4. Rural communities will struggle to attract anesthesia providers without serious legislative changes.
Rural areas across the country will struggle to attract primary care physicians and specialists in coming years as the number of insured patients increases.. "It's hard to attract both physicians and nurses to rural practices," Dr. Cohen says. "Both of them want to live in urban areas, and that's clearly the reason that rural practices have a problem recruiting." He adds that a loophole in the federal payment rule allows small hospitals to charge directly for full anesthesia costs if the care is delivered by a nurse, making nurse-administered anesthesia more cost-effective for those hospitals and disincenting physicians from moving to those areas. "[The loophole] results in unequal care, and it results in different levels of safety from rural to urban hospitals," Dr. Cohen says. He adds that data has shown this incentive for nurses, as well as state "opt-outs" of physician supervision of anesthesia, have not actually attracted nurses to rural areas — rather, numbers of rural providers have remained relatively static over recent years.

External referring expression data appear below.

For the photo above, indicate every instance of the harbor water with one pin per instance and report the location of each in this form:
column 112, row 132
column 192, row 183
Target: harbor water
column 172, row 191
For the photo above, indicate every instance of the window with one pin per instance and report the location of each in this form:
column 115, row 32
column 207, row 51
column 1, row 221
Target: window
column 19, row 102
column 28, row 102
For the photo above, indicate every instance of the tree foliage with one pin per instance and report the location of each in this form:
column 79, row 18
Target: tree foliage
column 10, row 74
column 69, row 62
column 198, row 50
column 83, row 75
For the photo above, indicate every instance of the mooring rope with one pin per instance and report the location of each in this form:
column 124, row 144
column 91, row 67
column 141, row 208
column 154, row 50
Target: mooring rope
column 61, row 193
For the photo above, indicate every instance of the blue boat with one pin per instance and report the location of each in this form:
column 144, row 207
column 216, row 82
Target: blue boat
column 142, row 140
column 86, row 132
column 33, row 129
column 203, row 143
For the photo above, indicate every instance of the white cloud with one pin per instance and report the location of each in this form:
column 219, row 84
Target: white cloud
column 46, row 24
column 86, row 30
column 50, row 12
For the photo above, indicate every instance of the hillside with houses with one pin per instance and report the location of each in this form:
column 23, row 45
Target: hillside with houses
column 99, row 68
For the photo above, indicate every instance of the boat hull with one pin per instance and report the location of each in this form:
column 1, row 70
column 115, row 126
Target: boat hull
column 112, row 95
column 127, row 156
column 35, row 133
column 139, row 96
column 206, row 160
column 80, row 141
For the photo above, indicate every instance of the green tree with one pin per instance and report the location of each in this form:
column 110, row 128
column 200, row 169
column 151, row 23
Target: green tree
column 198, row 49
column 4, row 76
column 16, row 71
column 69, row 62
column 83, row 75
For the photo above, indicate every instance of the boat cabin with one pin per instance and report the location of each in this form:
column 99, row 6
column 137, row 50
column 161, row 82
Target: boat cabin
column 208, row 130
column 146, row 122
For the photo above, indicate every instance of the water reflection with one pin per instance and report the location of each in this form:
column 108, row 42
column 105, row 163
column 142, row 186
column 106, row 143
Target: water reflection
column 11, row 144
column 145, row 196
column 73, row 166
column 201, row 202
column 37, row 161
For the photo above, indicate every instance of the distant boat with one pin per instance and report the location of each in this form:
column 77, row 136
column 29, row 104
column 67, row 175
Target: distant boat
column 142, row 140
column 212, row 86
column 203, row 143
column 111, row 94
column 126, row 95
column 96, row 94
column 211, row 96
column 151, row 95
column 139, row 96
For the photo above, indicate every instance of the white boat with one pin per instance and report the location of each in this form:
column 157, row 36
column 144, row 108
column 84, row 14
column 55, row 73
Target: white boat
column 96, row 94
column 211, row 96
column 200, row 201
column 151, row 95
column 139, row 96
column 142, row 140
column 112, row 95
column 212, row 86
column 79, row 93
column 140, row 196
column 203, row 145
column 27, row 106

If the payment loophole and state opt-outs don't work to attract anesthesia providers to critically underserved areas, Dr. Cohen says the industry must find an alternative. He says two current ideas — increasing payment for all providers or financing medical education with the stipulation that the provider spends a few years practicing in a rural area — will likely not result in an increase of rural providers. Instead, hospitals must work to effectively transport patients to nearby urban centers, a task more difficult for states where large cities are few and far between. "Hospitals do a lot better when they do a high volume and do things they're very familiar with," he says. "One of the safety problems in a rural area is that if you don't do things very frequently, you tend not to be as good at them. We need to concentrate on not just providing care in rural areas, but getting patients from rural areas to [urban centers] when they're stabilized."